I’m trying to create some comparisons of my system Rez vs the systems I see it mainly competing with: Twine (Harlowe), Twine (SugarCube), Twine (Snowman), Ink, and ChoiceScript.
– Update: Based on feedback so far I’ve decided the most pragmatic thing is to just drop the idea until such time as I can create something rigorous.
I can only speak for SugarCube, but hum… you’re often going to get some redundancy or actual errors within your code. Like $args[0] being deprecated (and the proper form being indicated in the documentation) in widgets…
For example, a simpler and more correct widgets could be reduced to this amount of lines:
<<widget "ordinal">>
<<if [11, 12, 13].includes($args[0] % 100) or not [1, 2, 3].includes($args[0] % 10)>>
<<set _suffix to "th">>
<<elseif $args[0] % 10 is 1>><<set _suffix to "st">>
<<elseif $args[0] % 10 is 2>><<set _suffix to "nd">>
<<elseif $args[0] % 10 is 3>><<set _suffix to "rd">>
<</if>>
<<print $args[0] + _suffix>>
<</widget>>
And if you’ve set $greetingCounts as a full object with all the relevant properties earlier (like in StoryInit), this would be irrelevant:
<<if not $greetingCounts>><<set $greetingCounts to {}>><</if>>
<<if not $greetingCounts[$greeting]>><<set $greetingCounts[$greeting] to 0>><</if>>
As well, this line is useless:
<<set $count to $greetingCounts[$greeting]>>
When you could simply call the widgets:
<<ordinal $greetingCounts[$greeting]>>
In short: please don’t use LLMs like Claude or GPT to create bits of code. Because 99% of the time, it gives you spaghetti code that’s works but by a thin thread that would break if you try to edit it, using deprecated or removed macros/functions, or just plain wrong.
If you want fair comparison in your examples, maybe ask outright. Debugging AI code is suuuuuuuch a pain.
Because you don’t have a starting point for the code to run. The code essentially ends at setting the variable and THAT’s IT! Because it can’t even make a connection with your === start === passage (-> start is missing after the VAR).
Well first of all thanks for your efforts… but I hadn’t actually expected anyone would try and run them, none of those snippets are expected to be complete. E.g. the Rez example isn’t directly runnable either.
Are you… serious?
You’re trying to compare your engine with other ones, and you don’t expect people who might have some experience with those engines not to try those examples? Or people who might stumble on your page and maybe thing of testing those other engines to see for themselves?
In order to test it I’d have to learn rather more about Ink and ChoiceScript - I’ve never used either. I was really just hoping someone experienced with those systems would look it over and give a view about whether they were representative examples of an idiomatic solution in those systems. Perhaps I should drop the idea.
Yes, I’m serious. I think perhaps I created the wrong impression. I wasn’t trying to create a rigorous comparison with runnable examples but rather to give a flavour that might suggest something. Perhaps I should amend the wording or drop it altogether.
I don’t see a contradiction in wanting to be fair without necessarily creating something full-blown that might obscure the point. I’m not trying to teach people those systems. But anyway I think I have your general point, thank you.
Work, as in, “be a valid example” — yes. That’s what I was trying to get at. Work, as in, “you can copy & paste this and run it straight away” — no, that’s not what I was intending.
I’m not sure if I should just try and phrase this differently, learn more about those systems (I probably don’t have time for that), or just drop the idea entirely.
As someone who primarily uses Sugarcube and is very interested in Rez – AI generated or not, if I’m looking at these code snippets and spot obvious errors it makes me a lot less likely to switch. (Whether or not they run as-is is tangential.)

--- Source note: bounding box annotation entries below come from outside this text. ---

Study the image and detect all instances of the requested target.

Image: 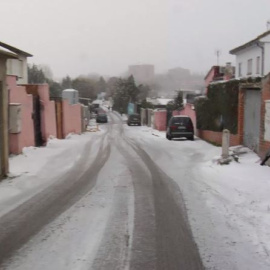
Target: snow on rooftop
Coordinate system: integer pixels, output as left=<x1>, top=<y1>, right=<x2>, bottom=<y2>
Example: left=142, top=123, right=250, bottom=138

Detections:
left=157, top=98, right=173, bottom=105
left=63, top=89, right=78, bottom=92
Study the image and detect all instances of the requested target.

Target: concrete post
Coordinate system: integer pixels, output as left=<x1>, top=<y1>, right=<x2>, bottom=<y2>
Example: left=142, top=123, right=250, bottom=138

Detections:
left=221, top=129, right=230, bottom=159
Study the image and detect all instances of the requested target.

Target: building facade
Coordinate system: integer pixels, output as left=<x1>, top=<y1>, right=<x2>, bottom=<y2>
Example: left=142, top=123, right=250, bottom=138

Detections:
left=230, top=31, right=270, bottom=78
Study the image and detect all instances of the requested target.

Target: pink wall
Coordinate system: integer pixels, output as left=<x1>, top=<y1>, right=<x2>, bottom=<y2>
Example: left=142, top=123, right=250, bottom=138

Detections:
left=204, top=67, right=215, bottom=95
left=62, top=100, right=82, bottom=137
left=38, top=84, right=57, bottom=142
left=7, top=76, right=35, bottom=154
left=154, top=111, right=167, bottom=131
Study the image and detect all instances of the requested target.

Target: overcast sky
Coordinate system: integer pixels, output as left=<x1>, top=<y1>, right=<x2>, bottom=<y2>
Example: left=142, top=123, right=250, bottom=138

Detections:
left=0, top=0, right=270, bottom=78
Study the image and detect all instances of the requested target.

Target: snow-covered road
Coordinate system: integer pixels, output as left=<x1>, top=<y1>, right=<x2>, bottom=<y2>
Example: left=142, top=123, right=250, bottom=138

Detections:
left=0, top=110, right=270, bottom=270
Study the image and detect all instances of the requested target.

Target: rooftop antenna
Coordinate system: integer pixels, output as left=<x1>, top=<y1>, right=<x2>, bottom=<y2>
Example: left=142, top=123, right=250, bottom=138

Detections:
left=215, top=50, right=221, bottom=66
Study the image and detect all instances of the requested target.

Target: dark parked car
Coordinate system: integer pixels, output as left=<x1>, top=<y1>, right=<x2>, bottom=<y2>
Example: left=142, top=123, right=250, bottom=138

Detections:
left=166, top=115, right=194, bottom=141
left=96, top=113, right=108, bottom=123
left=127, top=113, right=141, bottom=126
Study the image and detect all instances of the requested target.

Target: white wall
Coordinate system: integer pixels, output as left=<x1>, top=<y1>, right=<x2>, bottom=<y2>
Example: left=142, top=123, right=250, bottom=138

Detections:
left=7, top=55, right=28, bottom=84
left=235, top=35, right=270, bottom=78
left=235, top=46, right=262, bottom=78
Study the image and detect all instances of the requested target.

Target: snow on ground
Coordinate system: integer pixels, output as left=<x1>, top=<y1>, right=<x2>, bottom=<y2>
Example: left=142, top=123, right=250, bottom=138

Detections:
left=0, top=128, right=104, bottom=216
left=5, top=144, right=134, bottom=270
left=126, top=127, right=270, bottom=270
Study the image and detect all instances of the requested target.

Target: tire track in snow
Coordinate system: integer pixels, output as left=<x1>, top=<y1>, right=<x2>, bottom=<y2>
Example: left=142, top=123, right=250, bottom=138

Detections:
left=0, top=133, right=110, bottom=269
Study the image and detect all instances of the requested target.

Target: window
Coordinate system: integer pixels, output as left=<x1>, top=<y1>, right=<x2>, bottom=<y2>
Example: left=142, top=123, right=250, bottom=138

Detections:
left=238, top=63, right=242, bottom=77
left=247, top=59, right=252, bottom=75
left=256, top=56, right=261, bottom=74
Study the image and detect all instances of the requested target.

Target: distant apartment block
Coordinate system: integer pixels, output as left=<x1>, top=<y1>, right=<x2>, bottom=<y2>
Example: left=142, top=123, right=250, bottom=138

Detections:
left=128, top=65, right=155, bottom=84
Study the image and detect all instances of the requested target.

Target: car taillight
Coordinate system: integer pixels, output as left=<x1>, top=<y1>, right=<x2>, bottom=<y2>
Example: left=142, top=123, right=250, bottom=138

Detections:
left=187, top=123, right=193, bottom=131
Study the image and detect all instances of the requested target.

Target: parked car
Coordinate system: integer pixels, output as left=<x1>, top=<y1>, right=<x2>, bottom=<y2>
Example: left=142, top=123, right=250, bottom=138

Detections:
left=96, top=113, right=108, bottom=123
left=166, top=115, right=194, bottom=141
left=127, top=113, right=141, bottom=126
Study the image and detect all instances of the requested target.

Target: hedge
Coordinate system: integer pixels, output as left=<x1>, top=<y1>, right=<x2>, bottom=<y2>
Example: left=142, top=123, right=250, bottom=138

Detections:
left=195, top=77, right=261, bottom=134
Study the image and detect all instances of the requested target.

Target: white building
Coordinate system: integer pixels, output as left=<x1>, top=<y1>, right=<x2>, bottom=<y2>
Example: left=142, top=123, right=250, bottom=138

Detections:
left=230, top=31, right=270, bottom=78
left=0, top=42, right=33, bottom=84
left=62, top=89, right=79, bottom=105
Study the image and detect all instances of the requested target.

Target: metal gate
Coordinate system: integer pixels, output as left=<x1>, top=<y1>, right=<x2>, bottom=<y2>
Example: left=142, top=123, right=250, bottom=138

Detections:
left=33, top=95, right=43, bottom=146
left=244, top=90, right=261, bottom=152
left=0, top=81, right=4, bottom=176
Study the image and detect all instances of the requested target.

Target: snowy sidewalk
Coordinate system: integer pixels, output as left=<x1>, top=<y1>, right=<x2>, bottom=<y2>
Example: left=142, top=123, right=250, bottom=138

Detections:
left=0, top=131, right=104, bottom=216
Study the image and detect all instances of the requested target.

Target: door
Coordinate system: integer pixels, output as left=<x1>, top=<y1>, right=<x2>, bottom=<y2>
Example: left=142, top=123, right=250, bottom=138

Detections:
left=55, top=99, right=64, bottom=139
left=244, top=90, right=261, bottom=153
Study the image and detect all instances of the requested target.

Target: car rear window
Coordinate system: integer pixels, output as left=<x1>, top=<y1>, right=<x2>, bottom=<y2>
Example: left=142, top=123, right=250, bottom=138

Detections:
left=172, top=117, right=190, bottom=125
left=129, top=115, right=139, bottom=120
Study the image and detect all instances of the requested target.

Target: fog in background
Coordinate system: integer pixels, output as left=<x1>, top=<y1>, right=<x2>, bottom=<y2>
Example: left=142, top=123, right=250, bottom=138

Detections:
left=0, top=0, right=270, bottom=81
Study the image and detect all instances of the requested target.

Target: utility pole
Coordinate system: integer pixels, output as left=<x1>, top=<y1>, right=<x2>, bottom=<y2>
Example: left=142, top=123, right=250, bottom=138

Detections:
left=215, top=50, right=221, bottom=66
left=266, top=20, right=270, bottom=31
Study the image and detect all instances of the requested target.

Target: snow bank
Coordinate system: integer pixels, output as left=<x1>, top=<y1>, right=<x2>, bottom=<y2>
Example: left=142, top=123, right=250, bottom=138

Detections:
left=0, top=131, right=102, bottom=216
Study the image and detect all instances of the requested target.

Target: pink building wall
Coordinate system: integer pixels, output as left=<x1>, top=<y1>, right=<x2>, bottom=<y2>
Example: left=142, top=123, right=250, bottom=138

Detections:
left=154, top=111, right=167, bottom=131
left=7, top=76, right=35, bottom=154
left=204, top=68, right=215, bottom=95
left=62, top=100, right=82, bottom=137
left=38, top=84, right=57, bottom=142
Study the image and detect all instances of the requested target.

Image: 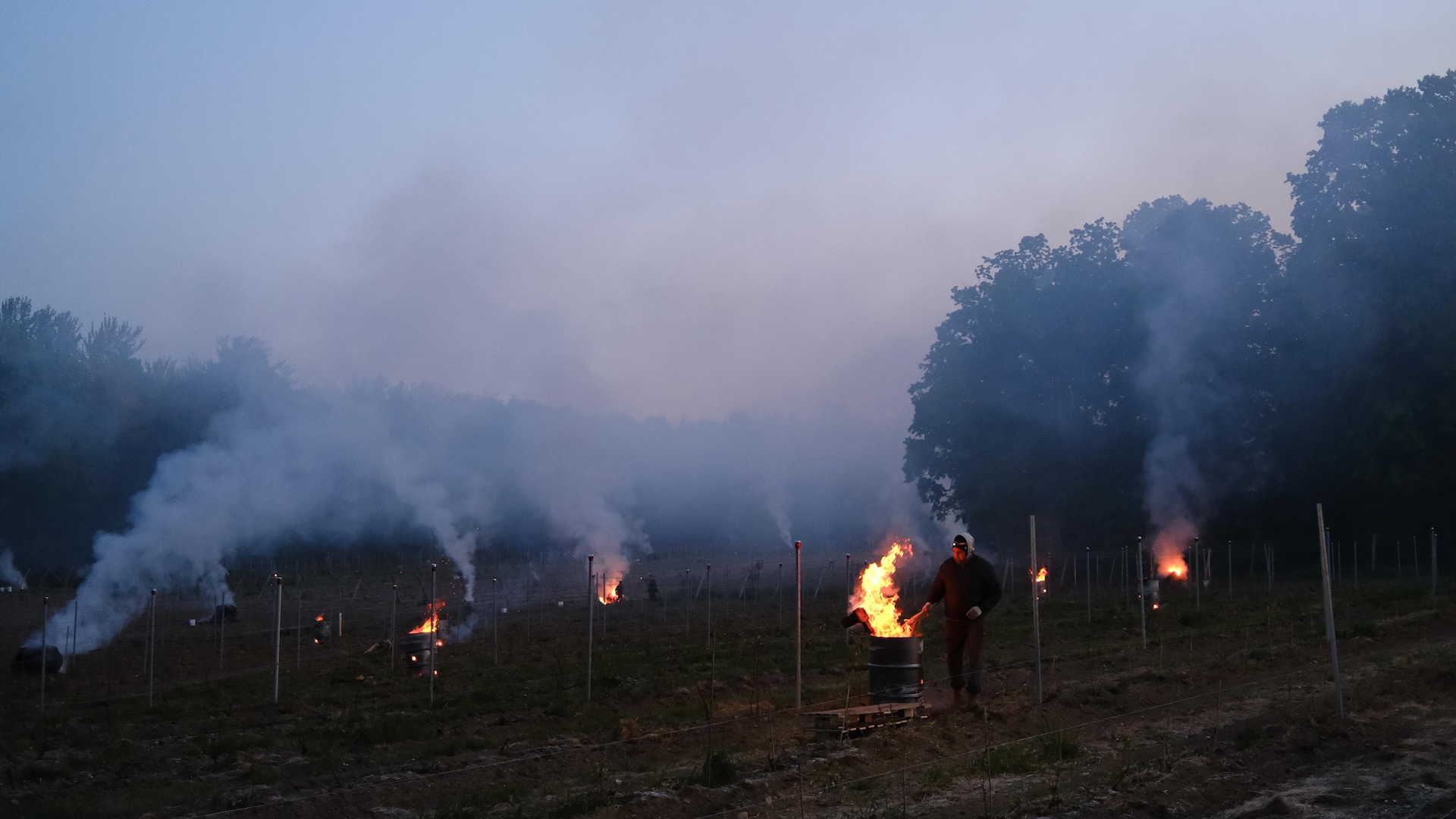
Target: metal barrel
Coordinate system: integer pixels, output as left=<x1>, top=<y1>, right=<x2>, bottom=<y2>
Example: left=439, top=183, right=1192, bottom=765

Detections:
left=399, top=632, right=435, bottom=675
left=869, top=637, right=924, bottom=705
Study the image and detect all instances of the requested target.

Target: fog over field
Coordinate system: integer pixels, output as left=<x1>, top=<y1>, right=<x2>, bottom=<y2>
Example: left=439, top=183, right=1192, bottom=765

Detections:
left=0, top=3, right=1456, bottom=650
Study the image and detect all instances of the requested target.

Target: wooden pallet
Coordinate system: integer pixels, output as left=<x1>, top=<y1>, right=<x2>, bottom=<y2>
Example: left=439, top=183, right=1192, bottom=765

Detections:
left=805, top=702, right=924, bottom=739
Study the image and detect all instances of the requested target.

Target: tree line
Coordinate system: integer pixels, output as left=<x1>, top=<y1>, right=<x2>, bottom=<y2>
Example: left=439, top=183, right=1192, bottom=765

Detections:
left=904, top=71, right=1456, bottom=547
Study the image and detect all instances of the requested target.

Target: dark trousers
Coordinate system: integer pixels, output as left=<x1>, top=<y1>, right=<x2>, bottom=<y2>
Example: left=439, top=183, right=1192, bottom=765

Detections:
left=945, top=617, right=986, bottom=694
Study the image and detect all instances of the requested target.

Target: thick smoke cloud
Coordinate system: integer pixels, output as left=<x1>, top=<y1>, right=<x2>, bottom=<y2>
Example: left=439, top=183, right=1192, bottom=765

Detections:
left=30, top=383, right=923, bottom=651
left=0, top=549, right=25, bottom=588
left=1122, top=196, right=1290, bottom=570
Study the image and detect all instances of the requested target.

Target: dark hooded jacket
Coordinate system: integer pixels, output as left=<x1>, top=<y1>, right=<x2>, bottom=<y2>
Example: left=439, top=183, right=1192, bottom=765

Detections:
left=926, top=554, right=1000, bottom=621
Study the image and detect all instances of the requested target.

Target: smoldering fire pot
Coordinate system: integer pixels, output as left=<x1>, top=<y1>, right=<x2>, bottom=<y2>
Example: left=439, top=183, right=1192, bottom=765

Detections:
left=869, top=637, right=924, bottom=705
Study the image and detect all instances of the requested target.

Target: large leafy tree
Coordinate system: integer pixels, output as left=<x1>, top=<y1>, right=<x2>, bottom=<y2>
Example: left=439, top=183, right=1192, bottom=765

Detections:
left=0, top=297, right=287, bottom=567
left=904, top=221, right=1147, bottom=539
left=905, top=71, right=1456, bottom=539
left=1283, top=71, right=1456, bottom=531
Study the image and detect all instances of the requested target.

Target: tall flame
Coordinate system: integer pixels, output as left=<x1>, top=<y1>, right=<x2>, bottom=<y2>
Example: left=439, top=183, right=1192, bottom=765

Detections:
left=597, top=571, right=622, bottom=606
left=410, top=601, right=446, bottom=634
left=1153, top=517, right=1198, bottom=580
left=849, top=541, right=915, bottom=637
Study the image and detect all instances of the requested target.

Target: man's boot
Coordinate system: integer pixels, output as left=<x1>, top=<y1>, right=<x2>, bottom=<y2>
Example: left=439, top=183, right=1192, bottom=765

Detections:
left=965, top=694, right=986, bottom=720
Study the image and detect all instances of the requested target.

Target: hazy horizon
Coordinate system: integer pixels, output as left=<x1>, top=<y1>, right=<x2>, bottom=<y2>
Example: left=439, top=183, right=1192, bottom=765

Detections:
left=0, top=3, right=1456, bottom=430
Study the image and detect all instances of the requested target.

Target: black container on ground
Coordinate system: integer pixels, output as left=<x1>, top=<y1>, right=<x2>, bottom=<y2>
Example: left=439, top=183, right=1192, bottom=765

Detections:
left=10, top=645, right=65, bottom=676
left=869, top=637, right=924, bottom=705
left=399, top=632, right=438, bottom=675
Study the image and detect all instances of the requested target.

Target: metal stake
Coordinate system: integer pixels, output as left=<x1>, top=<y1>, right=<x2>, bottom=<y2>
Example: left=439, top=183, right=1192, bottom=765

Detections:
left=1191, top=538, right=1203, bottom=612
left=429, top=563, right=440, bottom=708
left=1124, top=535, right=1147, bottom=648
left=587, top=555, right=597, bottom=702
left=41, top=592, right=49, bottom=711
left=1315, top=503, right=1345, bottom=720
left=793, top=541, right=804, bottom=710
left=147, top=588, right=157, bottom=708
left=272, top=573, right=282, bottom=702
left=1028, top=514, right=1041, bottom=705
left=1431, top=526, right=1436, bottom=598
left=774, top=563, right=783, bottom=631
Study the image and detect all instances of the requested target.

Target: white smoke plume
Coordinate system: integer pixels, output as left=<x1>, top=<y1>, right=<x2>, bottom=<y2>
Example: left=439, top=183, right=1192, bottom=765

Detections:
left=1122, top=196, right=1290, bottom=577
left=764, top=490, right=793, bottom=547
left=29, top=386, right=642, bottom=651
left=0, top=549, right=25, bottom=588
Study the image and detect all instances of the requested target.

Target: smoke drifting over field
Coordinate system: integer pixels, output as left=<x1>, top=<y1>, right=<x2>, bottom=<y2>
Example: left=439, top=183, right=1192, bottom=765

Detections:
left=30, top=372, right=926, bottom=651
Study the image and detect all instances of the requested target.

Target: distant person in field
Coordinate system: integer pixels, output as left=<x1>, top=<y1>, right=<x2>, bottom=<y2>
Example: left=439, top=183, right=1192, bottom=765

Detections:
left=910, top=535, right=1000, bottom=716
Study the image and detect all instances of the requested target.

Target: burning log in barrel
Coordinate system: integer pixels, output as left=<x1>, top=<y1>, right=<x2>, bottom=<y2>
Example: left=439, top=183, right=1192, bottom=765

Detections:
left=399, top=601, right=448, bottom=676
left=839, top=542, right=924, bottom=704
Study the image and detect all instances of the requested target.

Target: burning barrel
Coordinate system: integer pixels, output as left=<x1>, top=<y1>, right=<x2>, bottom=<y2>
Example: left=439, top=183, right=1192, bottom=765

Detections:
left=869, top=637, right=924, bottom=705
left=399, top=631, right=440, bottom=675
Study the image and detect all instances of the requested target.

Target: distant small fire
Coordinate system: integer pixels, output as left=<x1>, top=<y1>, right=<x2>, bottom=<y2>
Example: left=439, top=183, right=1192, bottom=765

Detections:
left=410, top=601, right=446, bottom=645
left=1153, top=517, right=1198, bottom=580
left=849, top=541, right=915, bottom=637
left=597, top=571, right=622, bottom=606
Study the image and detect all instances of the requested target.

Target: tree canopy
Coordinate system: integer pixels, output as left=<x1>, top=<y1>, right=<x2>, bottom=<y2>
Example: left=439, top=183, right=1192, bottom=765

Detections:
left=904, top=71, right=1456, bottom=544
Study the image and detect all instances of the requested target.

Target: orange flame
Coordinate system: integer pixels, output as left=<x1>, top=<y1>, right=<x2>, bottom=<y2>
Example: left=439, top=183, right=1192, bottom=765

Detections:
left=410, top=601, right=446, bottom=634
left=597, top=571, right=622, bottom=606
left=1157, top=555, right=1188, bottom=580
left=1153, top=517, right=1198, bottom=580
left=849, top=541, right=915, bottom=637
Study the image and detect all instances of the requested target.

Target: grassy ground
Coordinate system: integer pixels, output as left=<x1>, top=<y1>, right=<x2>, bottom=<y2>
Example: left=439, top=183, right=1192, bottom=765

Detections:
left=0, top=554, right=1456, bottom=817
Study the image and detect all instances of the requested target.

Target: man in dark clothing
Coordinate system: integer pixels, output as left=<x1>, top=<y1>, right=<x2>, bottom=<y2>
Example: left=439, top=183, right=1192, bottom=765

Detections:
left=910, top=535, right=1000, bottom=711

Dropping the AI code snippets is a good idea, but if you want to keep them I think there’s people here who would happily help write them in a language they’re familiar with. Maybe that’s worth considering?
Absolutely, that’s why I was I was hoping to get feedback from users of those systems to ensure that I am comparing apples to apples rather than comparing a “good” Rez example to, say, a “crappy” SugarCube one. This was a misguided effort. Maybe in future I will try again with a different angle.
FWIW, the LLMs are notoriously bad at generating code for most of the popular IF systems. Putting aside my feelings on AI for a second, there’s just not enough people using them for the training data to be reliable. Add in the fact that most of these languages are still in active development so said training data is going to be fragmented over several versions and you see the problem.
There’s also been a steady stream of people flowing in to IF community spaces asking people to help them troubleshoot their (badly) AI-generated code to the point where it was driving regular helpers away and as such had to ban that behavior, so people are already predisposed to having strong negative associations with reviewing LLM code snippets. On the flip side, people here will bend over backwards to help others out organically. Hope that helps navigate the issue going forward!